CANADA FX DEBT-C$ firmer; Bank of Canada less dovish than feared

Wed Sep 7, 2011 10:03am EDT

* C$ at C$0.9889 vs US$ or $1.0112

* Bank of Canada dovish, but not as much as expected

* Bonds prices fall across curve; mostly underperform U.S.

By Andrea Hopkins

TORONTO, Sept 7 (Reuters) - The Canadian dollar strengthened on Wednesday after the Bank of Canada warned of a worsening global economic picture but was not as dovish about interest rates as traders had expected.

In a policy shift, Canada's central bank said there was less need to raise interest rates because of slowing global economic momentum, but policymakers also said Canadian growth would resume in the second half of the year, with very stimulative credit conditions a factor. [ID:nN1E786055]

The bank held its key interest rate steady at 1 percent, as expected.

Analysts said that while the bank noted there is less need to withdraw policy stimulus -- less need to raise rates -- than seen in July, it also did not hint at any need for a rate cut.

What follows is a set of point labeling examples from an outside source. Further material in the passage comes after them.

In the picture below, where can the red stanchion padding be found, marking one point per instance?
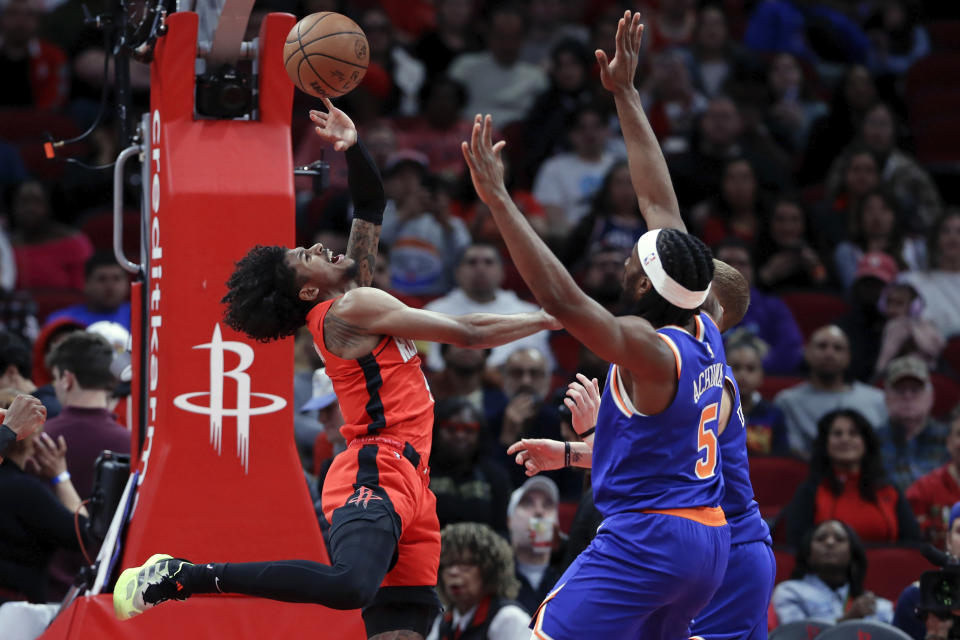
(237, 618)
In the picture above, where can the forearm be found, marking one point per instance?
(648, 168)
(486, 330)
(369, 201)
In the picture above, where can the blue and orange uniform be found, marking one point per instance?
(388, 425)
(661, 551)
(738, 609)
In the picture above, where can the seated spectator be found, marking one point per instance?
(905, 615)
(911, 441)
(905, 331)
(15, 370)
(545, 125)
(670, 98)
(106, 294)
(864, 323)
(736, 211)
(829, 135)
(35, 521)
(440, 127)
(787, 255)
(716, 58)
(931, 495)
(566, 182)
(34, 70)
(463, 375)
(940, 284)
(453, 34)
(874, 226)
(497, 81)
(766, 430)
(470, 487)
(479, 274)
(532, 517)
(827, 581)
(909, 183)
(424, 243)
(897, 37)
(860, 175)
(477, 584)
(847, 478)
(49, 254)
(614, 221)
(793, 107)
(767, 317)
(828, 357)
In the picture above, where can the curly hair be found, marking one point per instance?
(872, 474)
(262, 296)
(856, 570)
(478, 544)
(687, 260)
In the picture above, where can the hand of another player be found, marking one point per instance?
(618, 74)
(583, 400)
(25, 415)
(538, 454)
(49, 457)
(483, 159)
(334, 126)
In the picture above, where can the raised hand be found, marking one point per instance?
(483, 159)
(334, 126)
(618, 74)
(583, 400)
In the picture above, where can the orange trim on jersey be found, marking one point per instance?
(710, 516)
(676, 352)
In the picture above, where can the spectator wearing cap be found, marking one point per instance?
(470, 486)
(532, 517)
(912, 442)
(930, 496)
(424, 242)
(106, 294)
(479, 276)
(864, 323)
(828, 357)
(905, 615)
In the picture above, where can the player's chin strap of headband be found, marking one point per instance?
(672, 291)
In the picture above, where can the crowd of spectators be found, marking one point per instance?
(798, 134)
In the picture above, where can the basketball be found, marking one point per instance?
(326, 54)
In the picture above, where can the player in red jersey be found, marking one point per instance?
(384, 533)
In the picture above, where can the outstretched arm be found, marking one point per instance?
(648, 169)
(374, 312)
(366, 188)
(628, 340)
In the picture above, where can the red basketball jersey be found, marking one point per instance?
(383, 393)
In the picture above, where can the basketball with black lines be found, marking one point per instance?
(326, 54)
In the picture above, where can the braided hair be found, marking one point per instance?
(263, 296)
(687, 260)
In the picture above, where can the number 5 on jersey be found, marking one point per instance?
(707, 439)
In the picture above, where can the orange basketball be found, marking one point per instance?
(326, 54)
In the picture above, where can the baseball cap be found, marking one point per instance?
(323, 394)
(541, 483)
(907, 367)
(877, 264)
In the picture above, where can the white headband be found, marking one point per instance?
(672, 291)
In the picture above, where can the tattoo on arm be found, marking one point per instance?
(362, 247)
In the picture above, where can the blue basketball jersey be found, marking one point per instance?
(669, 460)
(741, 510)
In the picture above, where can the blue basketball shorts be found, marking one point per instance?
(645, 575)
(738, 609)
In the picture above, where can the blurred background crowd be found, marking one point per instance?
(813, 144)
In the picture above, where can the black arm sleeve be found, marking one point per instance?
(366, 187)
(7, 438)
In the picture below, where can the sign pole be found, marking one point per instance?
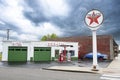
(94, 19)
(94, 42)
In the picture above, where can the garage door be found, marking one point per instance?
(42, 54)
(17, 53)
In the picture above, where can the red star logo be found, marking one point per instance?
(93, 18)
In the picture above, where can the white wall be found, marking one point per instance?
(30, 53)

"This might not have been quite as dovish overall, as some may have been expecting, given the fact that the market was actually priced for rate cuts at some point in the months ahead," said Doug Porter, deputy chief economist at BMO Capital Markets.

The Canadian dollar initially weakened in a knee-jerk reaction to the central bank statement, but quickly recovered strength as traders mulled the hawkish elements of the statement.

"It still has these lingering elements of the hawkish. Most, including ourselves, were looking for more of an overt move to neutrality that would have in a sense sidelined any talk of the need to withdraw monetary stimulus," said Stewart Hall, currency strategist for RBC Capital Markets.

Higher interest rates tend to strengthen currencies by attracting international capital flows, and vice versa.

At 9:34 a.m. (1334 GMT), the Canadian currency CAD=D4 stood at C$0.9889 versus the U.S. dollar, or $1.0112, up from Tuesday's North American session close at C$0.9898 to the U.S. dollar, or $1.0103. It had touched a session low of C$0.9912 to the U.S. dollar, or $1.0089, immediately after the rate announcement.

The Canadian dollar is also expected to take direction from global factors on Wednesday as the central bank statement is digested.

World stocks rose from a two-week low and the euro rallied across the board after Germany's top court rejected lawsuits aimed at blocking Berlin's participation in bailout packages for Greece and other euro zone countries. [MKTS/GLOB]

Higher energy prices, boosted by expectations of lower U.S. crude stocks, also underpinned commodity-linked currencies such as Canada's, as did better-than-expected Australian growth numbers overnight. [O/R] [ID:nL3E7K70A2]

A Reuters survey of 43 forecasters had unanimously predicted the Bank of Canada would keep its overnight target rate at 1 percent. [CA/POLL]

Canadian bond prices retreated across the yield curve.

The two-year bond CA2YT=RR, which is especially sensitive to Bank of Canada interest rate moves, was off 9.5 Canadian cents to yield 0.907 percent. It yielded 0.88 percent before the rate news.